Financial Lessons We Can Learn from Christmas

December 11, 2018
By Samantha Emnacen-Sio

We don’t live for Christmas alone so make sure you still have money for necessities and emergencies after the season.

Christmas is a dazzling fanfare for Filipinos who have to consistently battle this season’s temptations brought about by holiday discounts, online and offline.

By the time we receive our 13th month pay, we have been overwhelmed about the seemingly limitless possibilities that an extra month’s salary can bring; after all, Christmas comes once a year, and so does this doubled purchasing power. What we riskily overlook is that, this can also be a perfect time to pay off debts. This, we forget since we get over-excited about acquiring things we can’t normally afford or give gifts. Both are not bad to do.

I’ve been working for fifteen years now and every January, I look back and do a self-audit to know where have all my money gone? When I was much younger, I justified my excesses and it sure took a lot of shameful purchases for me to finally start justifying less and reflect more on my reckless spending habits. Now, I am trying to make December a month of financial redemption from being one of excessiveness.

Here are lessons I learned through years of earning and spending my holiday bonuses:

 

1. Financial regrets happen later

 

When all money has been spent after giving in to shopping temptations, I always wish I put it where it could grow. Having my 13th month gave me an illusion that I had plenty of cash when I only had a month’s worth of extra money. Thinking about it now, all those extra cash could have been spent on investing instead.

 

2. Make gift-giving reasonable

 

Don’t exhaust all your Christmas bonus trying to give to others that you leave yourself empty. I broke free from this vice by saving half of my 13th month pay and allotting the other half for gifts. Start with baby steps. You also don’t need to give gifts to everyone at work – only to those you share a close interpersonal or working relationship with.

 

3. Celebrate on a budget


We don’t live for Christmas alone so make sure you still have money for necessities and emergencies after the season.  Stay away from schemes like ‘Buy Now, Pay Later’ that will just lead you to believe that you are spending lesser.

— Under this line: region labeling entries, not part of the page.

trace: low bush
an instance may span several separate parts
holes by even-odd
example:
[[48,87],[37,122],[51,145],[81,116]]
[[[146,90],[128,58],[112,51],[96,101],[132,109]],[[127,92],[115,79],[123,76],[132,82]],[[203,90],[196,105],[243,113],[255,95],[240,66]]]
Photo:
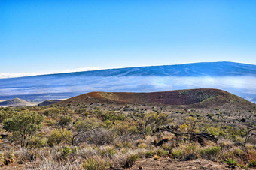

It’s deliciously tempting but it’s actually just delayed commitment to pay for that new gadget you probably don’t need.

4. Christmas is the time to invest

 

You don’t have to wait for New Year to invest because as soon as you receive your 13th month pay, you already have the means to do so. The yuletide season is the perfect time to pay-off debts and purposefully look for investment options to turn from that one-day millionaire habit to a life path that does not depend on a payroll calendar.

Samantha Emnacen-Sio

Samantha works as a digital marketing manager for a local retail giant. She spends much of her spare time decorating cakes and playing Lego bricks with her family.